Data Governance and Breach Incident Response Plan

Whole9yards maintains Data Privacy and Handling Policy and an Incident Response Plan that not only provides a well-defined, organized approach for handling any potential threat to the organization’s application, but also details the appropriate action to be taken when the source of the intrusion or incident at a third party is traced back to the organization. The plan identifies and describes the roles and responsibilities of the Incident Response Team, who is responsible for putting the plan into action.

Responsibilities:

• Determine the nature, scope and severity of the incident
• Ensure proper evidence gathering, chain of custody, and preservation practices are in place
• Document the types of personal information that may have been breached
• Assess the need to change privacy policies, procedures and practices because of a breach
• Analyzes network traffic for signs of denial of service or other external attacks
• Runs tracing tools such as sniffers, Transmission Control Protocol (TCP) port monitors, and event loggers
• Monitors for signs of a firewall breach
• Takes necessary action to block traffic from a suspected intruder
• Ensures backups are in place for all critical systems
• Examines system logs of critical systems for unusual activity
• Reviews systems every 6 months to ensure compliance with information security policies and controls and/or after major infrastructure changes
• Inform Amazon of any such data breach within 24 hours of any such security breach by reaching out to security@amazon.com.

 

Security Measures:

Access Management: Access to our server is controlled by Access-Control List (ACL). Every user has a unique ID that is governed by the role of the employee in the company. Our system admin reviews each user and its role on a regular basis to ensure eligibility of permission and removes accounts that no longer need access. Our system is completely web based and hence all the data is stored either in AWS file server or RDS DB. No data is stored on a user's local device. We also maintain and enforce "account lockout" by detecting anomalous usage patterns and numerous log-in attempts and disable accounts with access to Personally Identifiable Information (PII) as and when needed.  

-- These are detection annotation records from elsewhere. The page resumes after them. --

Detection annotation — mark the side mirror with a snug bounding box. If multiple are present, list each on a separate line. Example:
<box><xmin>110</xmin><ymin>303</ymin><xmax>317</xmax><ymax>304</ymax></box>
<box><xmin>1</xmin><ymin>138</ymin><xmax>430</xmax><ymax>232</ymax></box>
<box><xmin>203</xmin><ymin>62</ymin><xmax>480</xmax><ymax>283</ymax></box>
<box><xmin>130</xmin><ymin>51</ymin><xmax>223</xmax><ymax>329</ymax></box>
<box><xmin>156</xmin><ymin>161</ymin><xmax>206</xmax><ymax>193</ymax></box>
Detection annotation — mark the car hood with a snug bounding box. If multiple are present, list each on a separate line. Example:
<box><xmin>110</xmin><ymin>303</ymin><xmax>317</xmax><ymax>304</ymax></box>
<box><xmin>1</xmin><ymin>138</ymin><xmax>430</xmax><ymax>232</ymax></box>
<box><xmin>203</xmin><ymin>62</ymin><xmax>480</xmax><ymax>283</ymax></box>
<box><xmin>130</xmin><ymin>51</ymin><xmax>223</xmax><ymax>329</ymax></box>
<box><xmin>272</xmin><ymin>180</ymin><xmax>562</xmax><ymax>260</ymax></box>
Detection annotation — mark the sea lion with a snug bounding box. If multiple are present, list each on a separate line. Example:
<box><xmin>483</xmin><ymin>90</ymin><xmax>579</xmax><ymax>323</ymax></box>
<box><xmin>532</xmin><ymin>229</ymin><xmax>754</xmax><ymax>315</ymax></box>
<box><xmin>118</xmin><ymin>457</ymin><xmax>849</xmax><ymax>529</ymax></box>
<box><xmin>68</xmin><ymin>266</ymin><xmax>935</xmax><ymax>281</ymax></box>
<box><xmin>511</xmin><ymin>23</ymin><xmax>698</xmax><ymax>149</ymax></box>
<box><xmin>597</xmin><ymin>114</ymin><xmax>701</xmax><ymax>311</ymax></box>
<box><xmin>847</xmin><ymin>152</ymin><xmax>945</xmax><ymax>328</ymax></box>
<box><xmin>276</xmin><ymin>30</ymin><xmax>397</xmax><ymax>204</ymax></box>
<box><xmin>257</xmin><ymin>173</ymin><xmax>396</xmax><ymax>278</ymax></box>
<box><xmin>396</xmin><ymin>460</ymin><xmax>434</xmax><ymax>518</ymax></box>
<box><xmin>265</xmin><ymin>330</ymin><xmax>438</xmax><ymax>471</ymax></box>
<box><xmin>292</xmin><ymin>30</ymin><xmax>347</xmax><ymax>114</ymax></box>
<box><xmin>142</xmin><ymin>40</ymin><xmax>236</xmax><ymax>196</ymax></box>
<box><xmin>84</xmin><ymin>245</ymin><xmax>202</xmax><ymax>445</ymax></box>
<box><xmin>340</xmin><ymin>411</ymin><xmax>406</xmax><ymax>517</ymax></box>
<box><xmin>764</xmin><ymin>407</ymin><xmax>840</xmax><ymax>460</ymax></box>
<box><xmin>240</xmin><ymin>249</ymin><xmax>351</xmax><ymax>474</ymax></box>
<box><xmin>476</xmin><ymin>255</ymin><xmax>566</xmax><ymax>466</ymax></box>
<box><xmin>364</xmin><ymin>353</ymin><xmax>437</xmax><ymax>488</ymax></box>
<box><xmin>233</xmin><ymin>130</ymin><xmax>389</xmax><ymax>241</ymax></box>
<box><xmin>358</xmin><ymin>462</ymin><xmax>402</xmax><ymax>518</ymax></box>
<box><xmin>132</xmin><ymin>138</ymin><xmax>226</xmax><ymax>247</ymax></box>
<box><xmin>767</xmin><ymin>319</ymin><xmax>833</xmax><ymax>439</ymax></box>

Encryption of Data: Our system retrieves, processes and stores all PII data using AES-256-CBC algorithm. We use AWS RDS to store the data that can only be accessed by the EC2 instance and is not publicly accessible. The cryptographic materials and cryptographic capabilities can only be accessed by the developer’s processes and services. 

Additional Security Requirements Specific to Personally Identifiable Information

Whole9yards adheres to stringent data privacy guidelines that focus on data collection that is relevant, lawful, and not excessive. This data is retained for no longer than is necessary to fulfill its intended purpose and is stored in a secure environment. To maintain both the integrity and privacy of this data, we take the following precautions:

• Access to sensitive data is monitored and restricted to authorized personnel only
• Our application only stores PII for not more than 30 days post an order’s shipment since such data is only used to fulfil an order. 
• Our application follows a standard Data protection policy that can be found here. Our developers keep an inventory of all assets and software that have access to PII which is always current. 
• Procedures are in place for reporting privacy breaches and data misuse
• Data is stored and deleted in a secure manner
• We are using RDS monitoring and throttling alarm tools that alerts of any irregular activities.
• We make use of the RDS monitoring tool and our internal logs on a regular basis to check DB for any hacks or unauthorized access. Also, we change the DB access credentials frequently and implement in our programs accordingly. Our software allows only administrators to set business rules that classify confidential and sensitive information so that it cannot be disclosed maliciously or accidentally by unauthorized end users.